During the six months ended December 31, 2021 and 2020, the effective tax rate was 153.1 percent and 259.7 percent. The effective tax rate for the six months ended December 31, 2021 reflects the impact of the tax effect of the goodwill impairment charge being included in our estimated annual effective tax rate. The effective tax rate for the six months ended December 31, 2020 included the benefit from a net operating loss carryback primarily related to a self-insurance pre-tax loss and net tax benefit related to the treatment of the tax impacts of opioid litigation charges.
Unrecognized Tax Benefits
We had $937 million and $932 million of unrecognized tax benefits, at December 31, 2021 and June 30, 2021 respectively. The December 31, 2021 and June 30, 2021 balances include $854 million and $849 million of unrecognized tax benefits, respectively, that if recognized, would have an impact on the effective tax rate.
At December 31, 2021 and June 30, 2021, we had $45 million and $49 million, respectively, accrued for the payment of interest and penalties related to unrecognized tax benefits, which we recognize in the provision for/(benefit from) income taxes in the condensed consolidated statements of earnings. These balances are gross amounts before any tax benefits and are included in deferred income taxes and other liabilities in the condensed consolidated balance sheets.
It is reasonably possible that there could be a change in the amount of unrecognized tax benefits within the next 12 months due to activities of the U.S. Internal Revenue Service ("IRS") or other taxing authorities, possible settlement of IRS and other audit issues, reassessment of existing unrecognized tax benefits or the expiration of statutes of limitations.
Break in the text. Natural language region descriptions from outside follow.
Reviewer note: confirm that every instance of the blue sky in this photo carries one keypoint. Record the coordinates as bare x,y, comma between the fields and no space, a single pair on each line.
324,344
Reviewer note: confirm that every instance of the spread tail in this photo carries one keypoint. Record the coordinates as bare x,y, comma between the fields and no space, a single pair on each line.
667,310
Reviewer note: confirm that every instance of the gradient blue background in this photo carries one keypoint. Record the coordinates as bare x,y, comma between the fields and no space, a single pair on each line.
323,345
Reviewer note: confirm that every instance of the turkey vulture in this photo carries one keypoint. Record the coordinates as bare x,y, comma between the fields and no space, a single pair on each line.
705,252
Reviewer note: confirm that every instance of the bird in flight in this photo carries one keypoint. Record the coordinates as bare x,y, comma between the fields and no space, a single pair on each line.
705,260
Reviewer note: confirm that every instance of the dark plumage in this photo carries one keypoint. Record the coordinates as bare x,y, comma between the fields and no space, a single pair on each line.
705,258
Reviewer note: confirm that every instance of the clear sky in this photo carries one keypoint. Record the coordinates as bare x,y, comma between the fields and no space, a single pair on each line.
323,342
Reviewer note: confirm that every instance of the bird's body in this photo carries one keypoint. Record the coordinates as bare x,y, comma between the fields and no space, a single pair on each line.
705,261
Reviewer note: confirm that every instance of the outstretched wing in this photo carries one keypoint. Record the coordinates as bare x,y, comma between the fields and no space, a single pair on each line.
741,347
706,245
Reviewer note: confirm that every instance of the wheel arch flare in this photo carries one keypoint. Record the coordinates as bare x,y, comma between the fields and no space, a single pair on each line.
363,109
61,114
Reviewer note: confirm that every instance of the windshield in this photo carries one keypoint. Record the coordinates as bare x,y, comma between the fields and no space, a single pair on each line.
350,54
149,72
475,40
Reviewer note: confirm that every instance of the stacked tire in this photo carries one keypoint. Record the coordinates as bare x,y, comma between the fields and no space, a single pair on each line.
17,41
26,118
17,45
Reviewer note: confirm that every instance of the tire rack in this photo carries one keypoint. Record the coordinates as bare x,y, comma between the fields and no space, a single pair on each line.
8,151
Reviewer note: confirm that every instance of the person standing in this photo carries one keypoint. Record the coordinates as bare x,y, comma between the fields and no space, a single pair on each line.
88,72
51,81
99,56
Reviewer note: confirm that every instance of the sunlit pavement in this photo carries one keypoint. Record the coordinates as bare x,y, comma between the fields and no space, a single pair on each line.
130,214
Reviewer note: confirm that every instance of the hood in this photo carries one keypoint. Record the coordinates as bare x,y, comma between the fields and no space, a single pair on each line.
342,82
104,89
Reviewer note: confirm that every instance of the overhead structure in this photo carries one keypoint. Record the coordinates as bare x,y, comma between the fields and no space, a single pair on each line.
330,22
We estimate that the range of the possible change in unrecognized tax benefits within the next 12 months is between zero and a net decrease of up to $20 million, exclusive of penalties and interest.
Other Tax Matters
We file income tax returns in the U.S. federal jurisdiction, various U.S. state jurisdictions, and various foreign jurisdictions. With few exceptions, we are subject to audit by taxing authorities for fiscal years 2015 through 2020.
We are a party to a tax matters agreement with CareFusion Corporation ("CareFusion"), a subsidiary of Becton, Dickinson and Company. Under the tax matters agreement, CareFusion is obligated to indemnify us for certain tax exposures and transaction taxes prior to our fiscal 2010 spin-off of CareFusion. The indemnification receivable was $72 million at both December 31, 2021 and June 30, 2021, and is included in other assets in the condensed consolidated balance sheets.
As a result of the acquisition of the Patient Recovery Business, Medtronic plc is obligated to indemnify us for certain tax exposures
and transaction taxes related to periods prior to the acquisition under the purchase agreement. The indemnification receivable was $3 million at December 31, 2021 and $12 million at June 30, 2021, respectively, and is included in other assets in the condensed consolidated balance sheets.